Come in! Come in!

"If you are a dreamer, come in. If you are a dreamer, a wisher, a liar, a Hope-er, a Pray-er, a Magic Bean buyer; if you're a pretender, come sit by my fire. For we have some flax-golden tales to spin. Come in! Come in!" -- Shel Silverstein

Sunday, February 03, 2008

A poem as prayer for Mother.

Blood is thicker than water.
It has of’t been said.

I’m off to see my mother
lying in the Intensive Care Unit
of a hospital where

I might have been born
except it wasn’t where
immigrants bore their children.

That was a place for the rich
the established.
the ‘landed gentry’.

Which we were, decidedly, not.

I am off on a quest
not seek an answer
to a question,
but to answer
the questions she has
with the truth of my life

I am off to tell my mother
what I need to say to her
before she dies.

To offer forgiveness
to bring true repentance
and amendment of ways.

To carry on the family legacy
of telling secrets
and ‘the truth’, as I know it,
buried deep in my heart.

I have freed myself of the need
to hear her response,
whatever it may be.

I have learned the lessons
this life has brought me.
She has learned the lessons
of her own life.

Buried deep in my heart
I know the truth.

Buried deep in my heart,
I hold the secret.

Blood is thicker than water.

And, blood is what binds us,
She to me and I to her.


(With grateful thanksgiving to my Chief Pastor, Mark Beckwith, who provided a clarifying conversation while in his car, on his cell phone, on his way to Philadelphia.)
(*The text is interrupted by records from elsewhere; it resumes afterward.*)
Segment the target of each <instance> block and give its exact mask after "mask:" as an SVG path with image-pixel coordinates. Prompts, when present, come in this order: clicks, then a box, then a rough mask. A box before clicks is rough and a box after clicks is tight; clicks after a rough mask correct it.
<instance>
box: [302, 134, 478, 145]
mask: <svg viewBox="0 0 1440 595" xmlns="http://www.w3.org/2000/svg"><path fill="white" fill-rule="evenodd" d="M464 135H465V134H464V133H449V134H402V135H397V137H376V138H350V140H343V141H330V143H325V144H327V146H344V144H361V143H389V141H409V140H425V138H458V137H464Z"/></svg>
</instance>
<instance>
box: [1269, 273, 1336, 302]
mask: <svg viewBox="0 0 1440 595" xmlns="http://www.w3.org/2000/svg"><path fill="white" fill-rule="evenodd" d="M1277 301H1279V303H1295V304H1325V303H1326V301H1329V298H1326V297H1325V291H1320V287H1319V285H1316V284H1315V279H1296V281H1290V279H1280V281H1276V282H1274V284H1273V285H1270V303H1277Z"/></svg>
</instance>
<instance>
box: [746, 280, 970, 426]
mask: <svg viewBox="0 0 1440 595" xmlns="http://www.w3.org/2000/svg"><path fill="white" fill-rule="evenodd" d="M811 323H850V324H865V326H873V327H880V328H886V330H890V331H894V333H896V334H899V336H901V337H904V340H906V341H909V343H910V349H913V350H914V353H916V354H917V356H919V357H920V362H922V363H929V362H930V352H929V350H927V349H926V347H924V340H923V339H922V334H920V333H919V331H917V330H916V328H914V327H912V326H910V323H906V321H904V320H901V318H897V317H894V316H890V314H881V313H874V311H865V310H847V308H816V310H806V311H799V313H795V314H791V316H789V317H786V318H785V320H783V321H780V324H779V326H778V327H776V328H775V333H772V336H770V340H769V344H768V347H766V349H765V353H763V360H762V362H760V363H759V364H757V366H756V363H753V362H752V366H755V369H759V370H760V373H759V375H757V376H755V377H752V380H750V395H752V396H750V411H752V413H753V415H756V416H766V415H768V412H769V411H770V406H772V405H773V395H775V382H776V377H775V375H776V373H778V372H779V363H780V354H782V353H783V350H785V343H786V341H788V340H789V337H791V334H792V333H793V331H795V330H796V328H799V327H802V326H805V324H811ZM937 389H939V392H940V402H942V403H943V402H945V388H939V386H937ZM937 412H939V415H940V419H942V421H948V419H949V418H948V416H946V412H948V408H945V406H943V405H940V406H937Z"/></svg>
Sunday afternoon update: Mother went into septic shock in the middle of the night and was transferred to ICU. She was started on a new antibiotic and when my sister went in to see her at noon, Mother was sitting up in bed, eating a light lunch. A born fighter with stubbornness deeply imbedded in her DNA, she has rallied once again. I'm awaiting a call from one of my daughters who is out of the country to determine when it is I drive up to see her.
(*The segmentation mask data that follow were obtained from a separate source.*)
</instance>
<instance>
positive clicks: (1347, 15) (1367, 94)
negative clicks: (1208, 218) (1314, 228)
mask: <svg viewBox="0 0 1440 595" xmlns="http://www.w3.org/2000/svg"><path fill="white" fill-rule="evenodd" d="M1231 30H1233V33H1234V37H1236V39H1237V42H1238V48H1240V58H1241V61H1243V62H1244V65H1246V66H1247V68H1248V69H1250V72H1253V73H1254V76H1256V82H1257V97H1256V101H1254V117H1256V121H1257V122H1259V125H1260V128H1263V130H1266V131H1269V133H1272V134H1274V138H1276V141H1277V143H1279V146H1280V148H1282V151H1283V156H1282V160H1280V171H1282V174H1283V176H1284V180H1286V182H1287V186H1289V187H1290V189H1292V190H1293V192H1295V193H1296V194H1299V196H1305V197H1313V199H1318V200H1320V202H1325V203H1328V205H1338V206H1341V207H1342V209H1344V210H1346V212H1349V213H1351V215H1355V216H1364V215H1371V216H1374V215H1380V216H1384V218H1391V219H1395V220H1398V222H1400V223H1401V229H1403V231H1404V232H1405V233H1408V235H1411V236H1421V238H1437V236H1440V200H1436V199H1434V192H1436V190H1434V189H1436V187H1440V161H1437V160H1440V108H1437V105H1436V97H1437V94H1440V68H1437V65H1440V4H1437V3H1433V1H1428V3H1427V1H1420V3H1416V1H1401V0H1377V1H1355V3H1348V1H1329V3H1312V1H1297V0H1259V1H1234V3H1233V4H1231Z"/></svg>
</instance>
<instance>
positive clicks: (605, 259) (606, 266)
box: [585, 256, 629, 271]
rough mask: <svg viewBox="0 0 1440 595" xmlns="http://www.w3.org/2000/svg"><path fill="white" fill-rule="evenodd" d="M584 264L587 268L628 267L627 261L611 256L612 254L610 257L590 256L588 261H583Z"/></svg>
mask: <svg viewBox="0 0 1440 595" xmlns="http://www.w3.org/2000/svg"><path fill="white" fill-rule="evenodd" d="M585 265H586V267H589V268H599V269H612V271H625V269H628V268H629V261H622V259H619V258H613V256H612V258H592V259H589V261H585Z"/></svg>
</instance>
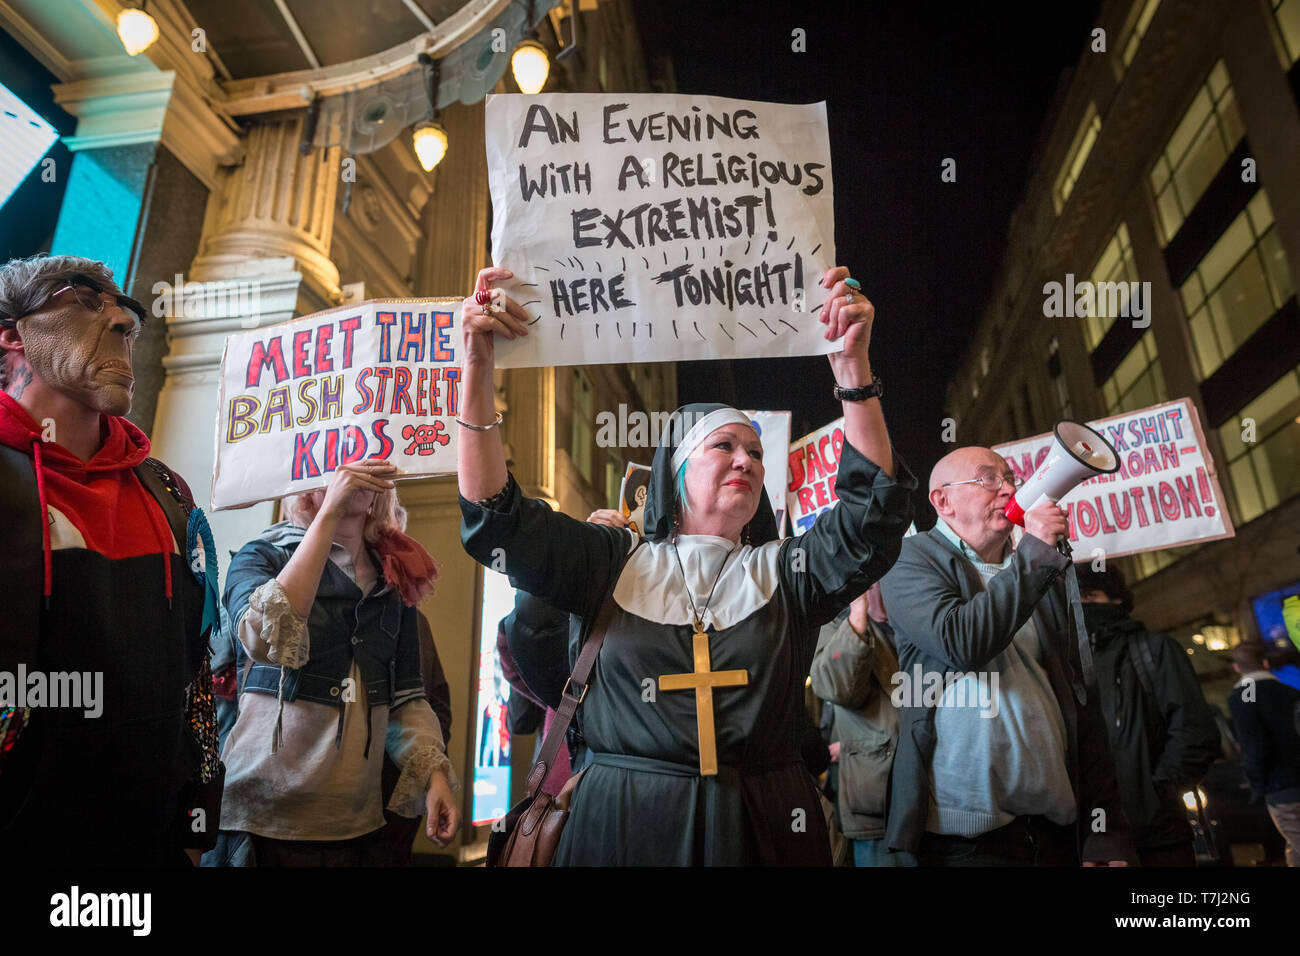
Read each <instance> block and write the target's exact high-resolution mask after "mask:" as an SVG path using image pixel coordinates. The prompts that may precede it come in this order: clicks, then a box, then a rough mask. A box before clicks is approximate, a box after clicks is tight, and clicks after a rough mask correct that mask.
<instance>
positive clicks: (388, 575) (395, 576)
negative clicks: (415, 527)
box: [374, 528, 438, 607]
mask: <svg viewBox="0 0 1300 956" xmlns="http://www.w3.org/2000/svg"><path fill="white" fill-rule="evenodd" d="M374 550H376V551H378V554H380V562H381V563H382V566H383V578H385V580H387V583H389V584H390V585H393V588H395V589H396V592H398V593H399V594H400V596H402V604H404V605H406V606H407V607H415V606H416V605H417V604H420V602H421V601H424V598H426V597H429V594H432V593H433V589H434V585H437V583H438V562H437V561H434V559H433V557H432V555H430V554H429V551H426V550H424V548H421V546H420V542H419V541H416V540H415V538H413V537H411V536H408V535H404V533H402V532H400V531H396V529H395V528H390V529H389V531H385V532H383V533H382V535H380V537H378V540H377V541H376V542H374Z"/></svg>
Thank you all for keeping this vigil of prayer with me. It is good to watch and wait with 'ye watchers and ye holy ones'. Alleluia! (Whatever is it that people do, in times like these, who don't have communities of prayer to support and sustain them?)


Rowan The Dog said...

This is a beautiful poem. May you have peace, and angels attend all around.

Caminante said...

Just coming in and joining in the vigil of prayer for your mother and you.

Kirkepiscatoid said...

Hang in there. I feel like I know your mom in a lot of ways. There are a lot of echoes of my late grandparents (born in 1917 and 1924) that ring true in your mom's story. That generation that lived through WWII and the Depression has been the strongest bond of my faith, that even in the deepest dark, "We'll get through this somehow."

That generation is leaving us, and God, how I want them to stay and watch over me.